26. The pharmaceutical product according to any one of claims 1 to 15, wherein CH5126766 or a pharmaceutically acceptable salt thereof is administered twice a week at a dose of approximately 4 mg, and VS-6063 or a pharmaceutically acceptable salt thereof is administered twice a day at a dose of approximately 200 mg.

27. The pharmaceutical product according to any one of claims 1 to 15, wherein CH5126766 or a pharmaceutically acceptable salt thereof is administered twice weekly at a dose of 3.2 mg, and VS-6063 or a pharmaceutically acceptable salt thereof is administered twice daily at a dose of 200 mg.

28. The pharmaceutical product according to any one of claims 1 to 15, wherein CH5126766 or a pharmaceutically acceptable salt thereof is administered twice a week at a dose of approximately 4 mg, and VS-6063 or a pharmaceutically acceptable salt thereof is administered twice a day at a dose of approximately 400 mg.

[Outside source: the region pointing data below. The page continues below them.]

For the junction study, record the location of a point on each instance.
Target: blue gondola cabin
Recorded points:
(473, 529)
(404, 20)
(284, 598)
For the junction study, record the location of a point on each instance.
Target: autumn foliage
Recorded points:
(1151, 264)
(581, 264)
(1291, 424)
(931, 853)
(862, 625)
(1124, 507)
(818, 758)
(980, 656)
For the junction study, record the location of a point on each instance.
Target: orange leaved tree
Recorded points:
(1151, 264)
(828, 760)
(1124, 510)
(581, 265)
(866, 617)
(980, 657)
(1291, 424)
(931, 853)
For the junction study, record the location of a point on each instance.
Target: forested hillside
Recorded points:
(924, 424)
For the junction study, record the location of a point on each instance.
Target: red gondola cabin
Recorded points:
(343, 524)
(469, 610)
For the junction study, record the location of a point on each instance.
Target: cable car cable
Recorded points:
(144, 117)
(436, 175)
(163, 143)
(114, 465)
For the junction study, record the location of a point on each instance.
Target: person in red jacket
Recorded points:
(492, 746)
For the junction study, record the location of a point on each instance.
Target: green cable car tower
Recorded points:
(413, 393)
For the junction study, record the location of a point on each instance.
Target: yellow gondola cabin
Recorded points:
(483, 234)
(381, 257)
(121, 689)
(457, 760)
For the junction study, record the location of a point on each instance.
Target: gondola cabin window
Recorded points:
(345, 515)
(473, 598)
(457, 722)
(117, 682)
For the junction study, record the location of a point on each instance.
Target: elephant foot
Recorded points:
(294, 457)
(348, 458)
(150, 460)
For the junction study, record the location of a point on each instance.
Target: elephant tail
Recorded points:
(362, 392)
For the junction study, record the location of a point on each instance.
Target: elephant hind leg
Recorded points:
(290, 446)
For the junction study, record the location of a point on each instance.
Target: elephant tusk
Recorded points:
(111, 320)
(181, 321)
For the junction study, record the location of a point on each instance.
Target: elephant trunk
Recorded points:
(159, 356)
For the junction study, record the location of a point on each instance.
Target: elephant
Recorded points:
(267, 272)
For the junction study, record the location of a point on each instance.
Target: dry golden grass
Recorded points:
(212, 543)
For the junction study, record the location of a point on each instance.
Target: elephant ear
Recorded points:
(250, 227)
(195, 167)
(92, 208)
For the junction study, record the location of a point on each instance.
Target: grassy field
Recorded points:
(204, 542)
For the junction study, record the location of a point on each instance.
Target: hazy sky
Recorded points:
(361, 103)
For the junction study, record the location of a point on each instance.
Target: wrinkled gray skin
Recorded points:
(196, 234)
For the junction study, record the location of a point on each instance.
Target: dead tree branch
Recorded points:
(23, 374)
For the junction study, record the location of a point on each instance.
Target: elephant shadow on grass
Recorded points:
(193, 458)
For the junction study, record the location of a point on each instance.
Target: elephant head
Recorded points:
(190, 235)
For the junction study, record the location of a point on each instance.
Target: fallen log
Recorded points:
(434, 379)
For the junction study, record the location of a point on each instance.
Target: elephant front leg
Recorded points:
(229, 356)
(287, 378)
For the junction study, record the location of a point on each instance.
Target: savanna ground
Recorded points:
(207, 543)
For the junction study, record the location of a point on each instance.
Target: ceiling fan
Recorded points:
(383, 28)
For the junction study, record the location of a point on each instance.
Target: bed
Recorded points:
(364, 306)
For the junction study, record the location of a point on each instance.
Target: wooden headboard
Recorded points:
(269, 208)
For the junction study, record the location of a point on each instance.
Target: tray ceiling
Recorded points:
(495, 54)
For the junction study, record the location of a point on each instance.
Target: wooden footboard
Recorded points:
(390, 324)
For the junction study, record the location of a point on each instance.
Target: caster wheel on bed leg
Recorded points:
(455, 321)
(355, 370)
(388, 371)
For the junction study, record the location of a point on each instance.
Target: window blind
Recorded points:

29. The pharmaceutical product according to any one of claims 1 to 15, wherein CH5126766 or a pharmaceutically acceptable salt thereof is administered at a dose of 3.2 mg twice weekly, and VS-6063 or a pharmaceutically acceptable salt thereof is administered at a dose of 400 mg twice daily.

30. A pharmaceutical product according to any one of claims 1 to 29, wherein CH5126766 or a pharmaceutically acceptable salt thereof is used for oral administration.

31. A pharmaceutical product according to any one of claims 1 to 30, wherein VS-6063 or a pharmaceutically acceptable salt thereof is used for oral administration.

32. A pharmaceutical product according to any one of claims 1 to 31, comprising a potassium salt of CH5126766 as a pharmaceutically acceptable salt of CH5126766.

33. A pharmaceutical product according to any one of claims 1 to 32, wherein the cancer has a mutation in the RAS.

34. A pharmaceutical product according to any one of claims 1 to 33, wherein the cancer has a mutation in HRAS, KRAS, or NRAS.

35. A pharmaceutical product according to any one of claims 1 to 34, wherein the cancer has a mutation in KRAS.